In [2]:
from typing import List, Union, Dict, Set, Tuple
import numpy as np

### Task 1: Regular expressions
In this task you are asked to create regular expressions that meet the specified conditions. Please use the ``re`` package for the following subtasks.

< < The tasks has been removed as they are too simple to shpwcase onto github > >

### Task 2: Finding the most similar word
The goal of this task is, given a corpus, to find the most similar word for a provided word. As an example we will consider the King James Bible that is is included in the ``gutenberg`` corpus and we are looking to find the word that is most similar to ``god``. We consider two words similar if they appear in the same word context.

__a) Cleaning the input__

Write a function that, given a list of tokens, returns a list of tokens that we consider valid for our task. Moreover, all input tokens should be converted to lower case.

An *invalid* token is a token that 
- is a punctuation mark (consider `string.punctuation`).
- is entirely numeric digits (e.g. `"123"`)
- optionally, if `remove_stopwords=True` then stopwords in the English language are also not considered valid tokens (use nltk's stopwords). 
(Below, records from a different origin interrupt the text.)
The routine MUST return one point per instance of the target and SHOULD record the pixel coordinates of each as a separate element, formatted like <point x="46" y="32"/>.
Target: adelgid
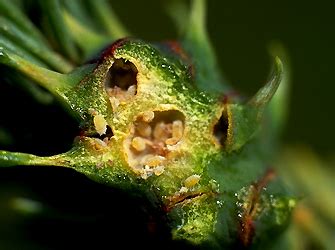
<point x="157" y="118"/>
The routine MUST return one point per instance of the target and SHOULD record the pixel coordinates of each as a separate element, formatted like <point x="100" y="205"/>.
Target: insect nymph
<point x="157" y="119"/>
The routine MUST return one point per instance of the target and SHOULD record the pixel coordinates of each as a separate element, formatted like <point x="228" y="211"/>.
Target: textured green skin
<point x="210" y="214"/>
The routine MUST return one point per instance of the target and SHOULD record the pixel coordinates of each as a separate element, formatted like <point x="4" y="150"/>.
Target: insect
<point x="171" y="135"/>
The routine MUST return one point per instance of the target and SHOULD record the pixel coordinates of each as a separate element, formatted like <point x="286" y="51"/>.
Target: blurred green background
<point x="241" y="32"/>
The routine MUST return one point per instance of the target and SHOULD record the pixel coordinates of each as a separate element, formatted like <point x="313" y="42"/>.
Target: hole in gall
<point x="155" y="134"/>
<point x="121" y="82"/>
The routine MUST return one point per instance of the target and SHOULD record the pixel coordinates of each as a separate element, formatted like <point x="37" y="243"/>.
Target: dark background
<point x="241" y="32"/>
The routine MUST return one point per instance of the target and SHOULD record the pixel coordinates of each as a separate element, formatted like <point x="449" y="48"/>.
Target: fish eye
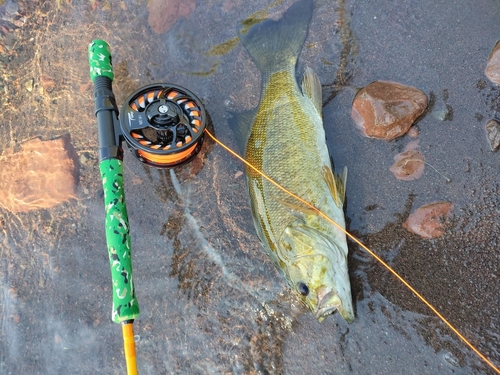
<point x="303" y="289"/>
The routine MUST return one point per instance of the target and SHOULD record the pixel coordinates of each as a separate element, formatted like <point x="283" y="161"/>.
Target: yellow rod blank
<point x="129" y="348"/>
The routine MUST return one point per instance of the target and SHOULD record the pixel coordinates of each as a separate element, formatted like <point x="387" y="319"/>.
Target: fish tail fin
<point x="275" y="45"/>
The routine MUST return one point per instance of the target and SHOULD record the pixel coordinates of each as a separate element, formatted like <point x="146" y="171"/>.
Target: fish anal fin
<point x="311" y="87"/>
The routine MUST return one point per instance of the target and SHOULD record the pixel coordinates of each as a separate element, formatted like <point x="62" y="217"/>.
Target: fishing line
<point x="400" y="278"/>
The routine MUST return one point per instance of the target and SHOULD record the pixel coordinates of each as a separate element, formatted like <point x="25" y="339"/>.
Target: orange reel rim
<point x="163" y="125"/>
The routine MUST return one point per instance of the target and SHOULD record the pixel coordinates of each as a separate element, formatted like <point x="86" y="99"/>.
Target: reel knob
<point x="163" y="125"/>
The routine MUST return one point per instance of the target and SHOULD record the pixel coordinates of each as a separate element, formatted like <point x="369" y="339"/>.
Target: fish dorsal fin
<point x="336" y="184"/>
<point x="311" y="87"/>
<point x="241" y="125"/>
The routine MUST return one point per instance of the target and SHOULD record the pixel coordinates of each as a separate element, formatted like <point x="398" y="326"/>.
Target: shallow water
<point x="211" y="300"/>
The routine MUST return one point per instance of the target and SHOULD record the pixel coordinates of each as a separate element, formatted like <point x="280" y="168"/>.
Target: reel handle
<point x="125" y="305"/>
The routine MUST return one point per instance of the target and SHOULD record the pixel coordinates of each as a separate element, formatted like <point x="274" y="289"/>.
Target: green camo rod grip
<point x="100" y="60"/>
<point x="125" y="305"/>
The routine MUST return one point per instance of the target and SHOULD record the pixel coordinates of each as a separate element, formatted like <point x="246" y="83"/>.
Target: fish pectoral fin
<point x="336" y="184"/>
<point x="311" y="87"/>
<point x="297" y="209"/>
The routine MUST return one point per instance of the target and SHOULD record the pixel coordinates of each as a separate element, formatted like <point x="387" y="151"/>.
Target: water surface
<point x="211" y="300"/>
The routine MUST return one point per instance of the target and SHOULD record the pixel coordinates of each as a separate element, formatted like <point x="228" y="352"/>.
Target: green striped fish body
<point x="284" y="137"/>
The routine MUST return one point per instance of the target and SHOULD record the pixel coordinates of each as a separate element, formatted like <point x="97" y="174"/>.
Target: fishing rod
<point x="163" y="126"/>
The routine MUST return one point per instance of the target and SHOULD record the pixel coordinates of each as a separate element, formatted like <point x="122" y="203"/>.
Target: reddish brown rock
<point x="408" y="165"/>
<point x="164" y="13"/>
<point x="428" y="221"/>
<point x="386" y="110"/>
<point x="493" y="133"/>
<point x="492" y="70"/>
<point x="42" y="174"/>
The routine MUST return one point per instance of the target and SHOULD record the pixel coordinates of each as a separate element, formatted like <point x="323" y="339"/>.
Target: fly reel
<point x="163" y="125"/>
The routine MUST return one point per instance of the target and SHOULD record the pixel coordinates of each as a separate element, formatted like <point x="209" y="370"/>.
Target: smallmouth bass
<point x="284" y="138"/>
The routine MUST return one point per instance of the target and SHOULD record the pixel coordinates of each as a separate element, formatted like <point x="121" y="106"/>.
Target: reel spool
<point x="163" y="125"/>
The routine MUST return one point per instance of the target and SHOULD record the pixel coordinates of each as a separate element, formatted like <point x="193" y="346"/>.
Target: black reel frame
<point x="163" y="125"/>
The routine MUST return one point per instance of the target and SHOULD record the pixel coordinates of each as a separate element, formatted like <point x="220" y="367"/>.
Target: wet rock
<point x="492" y="70"/>
<point x="429" y="220"/>
<point x="408" y="165"/>
<point x="164" y="13"/>
<point x="493" y="133"/>
<point x="386" y="110"/>
<point x="42" y="174"/>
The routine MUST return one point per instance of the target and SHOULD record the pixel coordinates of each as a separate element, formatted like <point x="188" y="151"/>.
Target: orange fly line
<point x="413" y="290"/>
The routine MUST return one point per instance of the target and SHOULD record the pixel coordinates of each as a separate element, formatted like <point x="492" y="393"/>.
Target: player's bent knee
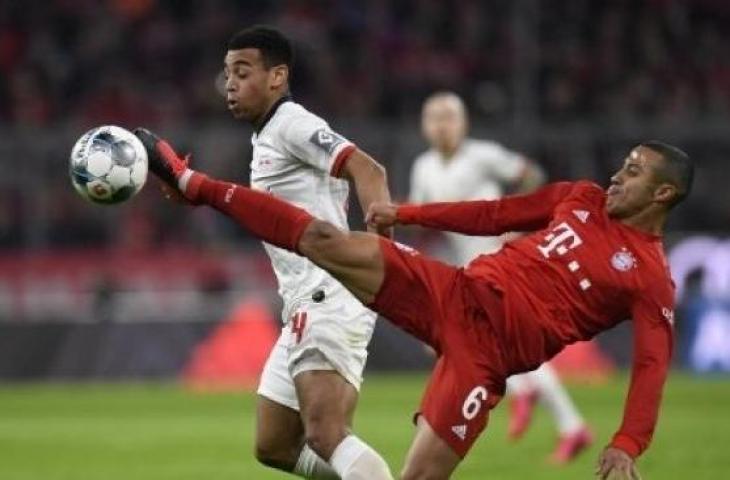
<point x="317" y="236"/>
<point x="422" y="472"/>
<point x="324" y="437"/>
<point x="276" y="456"/>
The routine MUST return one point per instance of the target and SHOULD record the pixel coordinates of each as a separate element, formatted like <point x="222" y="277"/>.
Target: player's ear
<point x="278" y="76"/>
<point x="666" y="193"/>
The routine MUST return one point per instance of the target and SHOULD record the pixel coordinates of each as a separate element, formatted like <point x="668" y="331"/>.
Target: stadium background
<point x="147" y="291"/>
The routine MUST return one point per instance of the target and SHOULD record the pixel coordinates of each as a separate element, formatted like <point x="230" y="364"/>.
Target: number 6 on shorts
<point x="473" y="402"/>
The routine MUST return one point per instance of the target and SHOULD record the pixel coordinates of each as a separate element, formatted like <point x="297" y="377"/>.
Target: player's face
<point x="635" y="186"/>
<point x="444" y="123"/>
<point x="248" y="84"/>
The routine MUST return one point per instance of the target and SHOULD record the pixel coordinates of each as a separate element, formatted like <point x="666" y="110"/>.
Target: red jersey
<point x="580" y="273"/>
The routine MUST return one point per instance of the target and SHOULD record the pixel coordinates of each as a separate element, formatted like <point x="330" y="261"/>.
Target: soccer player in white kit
<point x="459" y="168"/>
<point x="309" y="386"/>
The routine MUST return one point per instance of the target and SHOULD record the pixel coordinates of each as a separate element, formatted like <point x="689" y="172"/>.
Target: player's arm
<point x="518" y="213"/>
<point x="653" y="342"/>
<point x="371" y="183"/>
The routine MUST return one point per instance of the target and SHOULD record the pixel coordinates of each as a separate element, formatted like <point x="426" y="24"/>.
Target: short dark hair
<point x="678" y="168"/>
<point x="275" y="48"/>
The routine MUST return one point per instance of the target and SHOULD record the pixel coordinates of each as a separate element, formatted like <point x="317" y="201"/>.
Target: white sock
<point x="310" y="465"/>
<point x="556" y="399"/>
<point x="354" y="459"/>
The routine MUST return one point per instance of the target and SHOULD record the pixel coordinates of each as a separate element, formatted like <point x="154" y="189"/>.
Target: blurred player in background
<point x="309" y="387"/>
<point x="460" y="168"/>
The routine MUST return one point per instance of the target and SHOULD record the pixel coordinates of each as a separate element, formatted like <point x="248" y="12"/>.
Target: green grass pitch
<point x="160" y="431"/>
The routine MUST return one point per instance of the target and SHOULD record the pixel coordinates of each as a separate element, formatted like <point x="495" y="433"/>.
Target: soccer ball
<point x="108" y="164"/>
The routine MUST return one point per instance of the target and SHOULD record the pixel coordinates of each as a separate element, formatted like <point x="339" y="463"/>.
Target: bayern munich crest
<point x="623" y="260"/>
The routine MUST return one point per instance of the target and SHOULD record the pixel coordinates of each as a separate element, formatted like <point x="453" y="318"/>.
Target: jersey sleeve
<point x="518" y="213"/>
<point x="503" y="164"/>
<point x="311" y="140"/>
<point x="653" y="314"/>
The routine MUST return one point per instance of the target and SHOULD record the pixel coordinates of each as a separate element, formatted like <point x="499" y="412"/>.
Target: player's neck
<point x="649" y="221"/>
<point x="447" y="153"/>
<point x="269" y="111"/>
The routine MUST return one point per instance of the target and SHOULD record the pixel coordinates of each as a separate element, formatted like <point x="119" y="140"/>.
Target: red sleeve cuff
<point x="406" y="214"/>
<point x="340" y="159"/>
<point x="627" y="444"/>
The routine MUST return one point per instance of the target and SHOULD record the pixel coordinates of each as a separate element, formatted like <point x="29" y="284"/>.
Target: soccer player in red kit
<point x="594" y="259"/>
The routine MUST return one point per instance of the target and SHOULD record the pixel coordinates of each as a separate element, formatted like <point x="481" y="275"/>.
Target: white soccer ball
<point x="108" y="165"/>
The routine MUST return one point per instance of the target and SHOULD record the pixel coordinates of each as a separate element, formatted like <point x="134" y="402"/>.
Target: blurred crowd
<point x="81" y="63"/>
<point x="157" y="60"/>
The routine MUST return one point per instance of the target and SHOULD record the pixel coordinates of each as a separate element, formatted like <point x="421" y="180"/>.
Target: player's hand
<point x="615" y="464"/>
<point x="148" y="138"/>
<point x="381" y="215"/>
<point x="174" y="195"/>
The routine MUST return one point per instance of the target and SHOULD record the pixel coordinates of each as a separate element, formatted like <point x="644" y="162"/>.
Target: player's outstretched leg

Use the function signature specified in the cell below.

In [11]:
import nltk
from nltk.corpus.reader.util import StreamBackedCorpusView
import string

def get_valid_tokens(tokens: Union[List[str], StreamBackedCorpusView], remove_stopwords: bool=False) -> List[str]:
    """
    :param tokens: list of tokens that should be cleaned
    :param remove_stopwords: bool indicating if stopwords should be removed
                             False by default
    :return: list of valid tokens
    """
    valids=[]
    for token in tokens:
      token=token.lower()
      if (remove_stopwords==True): #check if stopwords should be removed (True)
        if(token not in stop): #check if the token is a stop word
          if(not token.isdigit()): #check if the token is numeric
            if(token not in string.punctuation): #check if the token is a punctuation mark
              valids.append(token)
      else: #stopwords should not be removed so we repeat just the 2 other checks
        if(not token.isdigit()):
            if(token not in string.punctuation):
              valids.append(token)
    return valids


good. rather than nesting if statements could `continue` to skip current token when condition is meat. better readability

def get_valid_tokens(tokens: Union[List[str], StreamBackedCorpusView], remove_stopwords: bool=False) -> List[str]:
    valid = []
    punct = string.punctuation
    stop = stopwords.words('english')
    digit = re.compile(r"\d+")

    for t in tokens:
        if t in punct:
            continue
        if remove_stopwords and t.lower() in stop:
            continue
        if re.fullmatch(digit, t):
            continue
        valid.append(t.lower())
    return valid

__b) Counting the surroundings__

In our simple model of word similarity we consider words as similar if they are being used in the same context (i.e. they have similar words surrounding them). 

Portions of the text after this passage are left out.